ろ

レニングラード・カウボーイズ・ゴー・アメリカのろのレビュー・感想・評価

5.0

淡いブルーの光の中、ネモフィラの花畑のように見えたのは凍てついた大地だった。
オレンジ色のトラクターで殺風景な畑を横切り、森を抜け、辿り着いたのは国際空港。
レニングラードカウボーイズ一行はアメリカへ飛び立つ・・・

ゆりかごで眠る赤ちゃん、めちゃめちゃリーゼント。
黒い犬もさりげなく、祖父リンカーンも(ペンで書き足されたみたいに)リーゼントが光る。
黒いスーツにサングラス、シューッと先のとんがった革靴。それがレニングラードカウボーイズのスタイルだ。
彼らに憧れる(?)近所のおじさんも、バンドメンバーにつられてアメリカへ。
バーバーショップに枯れ草を持ち込み、これで短髪の自分もリーゼントにできるか尋ねたり、先の尖っていない革靴を手にションボリしたりする。
結局リーゼントはダメだったけれど、店主が弾き語りの歌とスープをごちそうしてくれるのだから温かい。
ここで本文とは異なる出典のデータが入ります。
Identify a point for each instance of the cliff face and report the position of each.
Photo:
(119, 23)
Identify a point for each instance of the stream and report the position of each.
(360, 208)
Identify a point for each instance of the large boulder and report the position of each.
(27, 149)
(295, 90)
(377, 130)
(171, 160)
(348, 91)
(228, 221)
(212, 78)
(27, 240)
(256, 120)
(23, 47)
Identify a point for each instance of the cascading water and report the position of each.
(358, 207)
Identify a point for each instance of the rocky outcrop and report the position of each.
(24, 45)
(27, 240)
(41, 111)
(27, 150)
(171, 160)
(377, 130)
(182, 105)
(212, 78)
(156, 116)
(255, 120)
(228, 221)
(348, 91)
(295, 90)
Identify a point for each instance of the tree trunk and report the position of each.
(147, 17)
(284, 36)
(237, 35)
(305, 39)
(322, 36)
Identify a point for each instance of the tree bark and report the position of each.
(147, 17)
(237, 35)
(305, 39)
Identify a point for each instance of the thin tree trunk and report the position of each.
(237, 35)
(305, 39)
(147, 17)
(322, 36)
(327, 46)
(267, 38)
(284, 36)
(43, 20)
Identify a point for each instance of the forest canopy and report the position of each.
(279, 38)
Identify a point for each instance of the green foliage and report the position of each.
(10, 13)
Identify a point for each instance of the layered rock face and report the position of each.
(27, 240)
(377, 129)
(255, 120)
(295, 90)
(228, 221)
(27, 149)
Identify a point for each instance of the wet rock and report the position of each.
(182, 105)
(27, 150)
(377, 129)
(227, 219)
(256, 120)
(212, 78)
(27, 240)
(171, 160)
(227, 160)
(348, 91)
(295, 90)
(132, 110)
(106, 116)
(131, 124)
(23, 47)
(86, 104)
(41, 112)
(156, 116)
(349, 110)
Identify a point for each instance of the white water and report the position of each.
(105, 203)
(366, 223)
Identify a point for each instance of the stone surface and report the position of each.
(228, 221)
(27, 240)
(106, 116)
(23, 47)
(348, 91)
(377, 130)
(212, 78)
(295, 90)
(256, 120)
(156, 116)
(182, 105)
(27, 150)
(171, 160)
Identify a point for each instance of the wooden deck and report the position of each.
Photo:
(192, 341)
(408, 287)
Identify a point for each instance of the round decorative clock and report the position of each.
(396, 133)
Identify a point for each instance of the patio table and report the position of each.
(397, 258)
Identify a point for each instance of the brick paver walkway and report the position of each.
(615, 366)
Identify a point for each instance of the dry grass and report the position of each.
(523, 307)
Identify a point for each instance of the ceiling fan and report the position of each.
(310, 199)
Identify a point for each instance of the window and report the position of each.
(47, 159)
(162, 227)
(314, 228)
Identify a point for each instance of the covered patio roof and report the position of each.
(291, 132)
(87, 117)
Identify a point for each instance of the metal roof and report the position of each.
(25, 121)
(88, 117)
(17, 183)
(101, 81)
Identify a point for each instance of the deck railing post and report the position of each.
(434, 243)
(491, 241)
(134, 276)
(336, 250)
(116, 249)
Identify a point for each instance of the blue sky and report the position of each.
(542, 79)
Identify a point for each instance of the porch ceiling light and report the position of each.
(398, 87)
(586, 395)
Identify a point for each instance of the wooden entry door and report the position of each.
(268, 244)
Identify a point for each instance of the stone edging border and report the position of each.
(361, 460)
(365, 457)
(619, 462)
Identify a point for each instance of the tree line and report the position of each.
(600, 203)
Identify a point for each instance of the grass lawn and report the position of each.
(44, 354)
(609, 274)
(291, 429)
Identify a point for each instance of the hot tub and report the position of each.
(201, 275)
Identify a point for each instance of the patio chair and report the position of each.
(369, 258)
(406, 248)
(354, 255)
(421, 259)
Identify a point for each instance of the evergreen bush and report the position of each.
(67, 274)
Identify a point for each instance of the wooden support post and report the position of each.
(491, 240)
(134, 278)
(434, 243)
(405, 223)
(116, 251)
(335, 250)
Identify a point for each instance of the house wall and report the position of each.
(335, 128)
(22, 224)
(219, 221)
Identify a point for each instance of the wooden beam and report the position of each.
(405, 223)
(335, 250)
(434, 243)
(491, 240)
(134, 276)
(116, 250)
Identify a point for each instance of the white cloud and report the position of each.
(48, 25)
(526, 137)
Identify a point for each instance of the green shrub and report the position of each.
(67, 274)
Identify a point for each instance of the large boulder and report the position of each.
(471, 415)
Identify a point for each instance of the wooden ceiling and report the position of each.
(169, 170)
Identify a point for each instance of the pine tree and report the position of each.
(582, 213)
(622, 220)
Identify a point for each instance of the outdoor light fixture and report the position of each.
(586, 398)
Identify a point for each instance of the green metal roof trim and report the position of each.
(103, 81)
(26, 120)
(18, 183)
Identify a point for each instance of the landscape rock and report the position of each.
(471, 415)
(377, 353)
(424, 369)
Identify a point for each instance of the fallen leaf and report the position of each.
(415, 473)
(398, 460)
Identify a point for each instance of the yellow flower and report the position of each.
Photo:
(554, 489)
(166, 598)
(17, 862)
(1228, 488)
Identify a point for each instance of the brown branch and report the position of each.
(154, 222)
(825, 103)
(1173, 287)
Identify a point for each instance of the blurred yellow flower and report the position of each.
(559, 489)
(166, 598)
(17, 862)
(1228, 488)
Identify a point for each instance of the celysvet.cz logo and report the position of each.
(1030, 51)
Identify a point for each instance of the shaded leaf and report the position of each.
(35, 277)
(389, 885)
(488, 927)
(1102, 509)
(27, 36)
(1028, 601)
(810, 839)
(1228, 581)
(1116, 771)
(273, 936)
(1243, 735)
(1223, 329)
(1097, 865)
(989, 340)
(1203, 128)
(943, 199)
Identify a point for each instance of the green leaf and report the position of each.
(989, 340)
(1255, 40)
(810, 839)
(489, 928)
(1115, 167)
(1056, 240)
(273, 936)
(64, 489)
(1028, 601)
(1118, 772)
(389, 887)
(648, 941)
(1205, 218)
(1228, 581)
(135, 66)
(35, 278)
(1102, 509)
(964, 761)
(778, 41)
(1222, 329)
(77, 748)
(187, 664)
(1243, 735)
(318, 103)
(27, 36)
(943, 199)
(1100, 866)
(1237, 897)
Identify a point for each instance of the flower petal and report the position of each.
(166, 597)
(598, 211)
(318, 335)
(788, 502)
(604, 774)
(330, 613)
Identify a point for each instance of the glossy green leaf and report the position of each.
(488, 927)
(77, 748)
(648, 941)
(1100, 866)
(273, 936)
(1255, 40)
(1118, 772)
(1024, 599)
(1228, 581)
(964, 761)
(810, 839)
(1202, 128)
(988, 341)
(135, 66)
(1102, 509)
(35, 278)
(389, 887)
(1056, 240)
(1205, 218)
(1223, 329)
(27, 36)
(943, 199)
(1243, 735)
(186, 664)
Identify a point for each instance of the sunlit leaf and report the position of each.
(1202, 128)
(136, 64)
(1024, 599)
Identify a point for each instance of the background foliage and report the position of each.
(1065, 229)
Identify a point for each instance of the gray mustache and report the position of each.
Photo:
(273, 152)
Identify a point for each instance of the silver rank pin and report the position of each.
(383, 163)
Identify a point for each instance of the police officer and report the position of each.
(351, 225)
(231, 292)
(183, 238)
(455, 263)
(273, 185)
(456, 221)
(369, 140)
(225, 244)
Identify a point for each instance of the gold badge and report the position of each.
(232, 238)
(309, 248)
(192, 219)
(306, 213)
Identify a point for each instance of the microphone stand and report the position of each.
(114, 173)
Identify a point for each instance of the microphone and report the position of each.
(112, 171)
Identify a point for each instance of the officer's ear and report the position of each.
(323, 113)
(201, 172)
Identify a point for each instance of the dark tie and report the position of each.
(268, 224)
「君らの音楽は古臭い。いま流行っているのはロックンロールだ」
アメリカのエージェントに告げられると、今度はメキシコを目指しながら巡業。
その間コツコツ英語を学び、すぐさまロックを取り入れる。彼らはとても柔軟なのだ。

「さぁ、みんなでロックしようぜ。みんなでやれば怖くない」
キャデラックから降りてみると、ビールの空き缶がカラカラと溢れてボールプールみたいになる。
フード!フード!飢えたバンドメンバーたちに与えられる大量の玉ねぎ。道端にしゃがみ込み、生のままかじりつくカウボーイズたちを横目に、マネージャーはブロック肉をむしゃむしゃ。
そんなマネージャーの独裁は許すまいと、ある日メンバーたちが反逆に出る・・・

「貧しきものにお恵みを」のプラカードを下げながらビールを飲む二人。
すでに腐っていそうな魚を献上しにやってくる隣人のおじさん。
みんなが奥さんや家族を懐かしむ中、一人だけなぜかトラクターの写真に思いを馳せる。
メキシコの死者の日だったのか、突然蘇る棺の中の死者・・・
ショートコントを繋ぎ合わせたようで、どのエピソードも最高におもしろい。
特に、留置場に入れられても空き缶で演奏し続ける彼らが好きだったし、留置場の人がハムの諸見里さんにそっくりで笑った。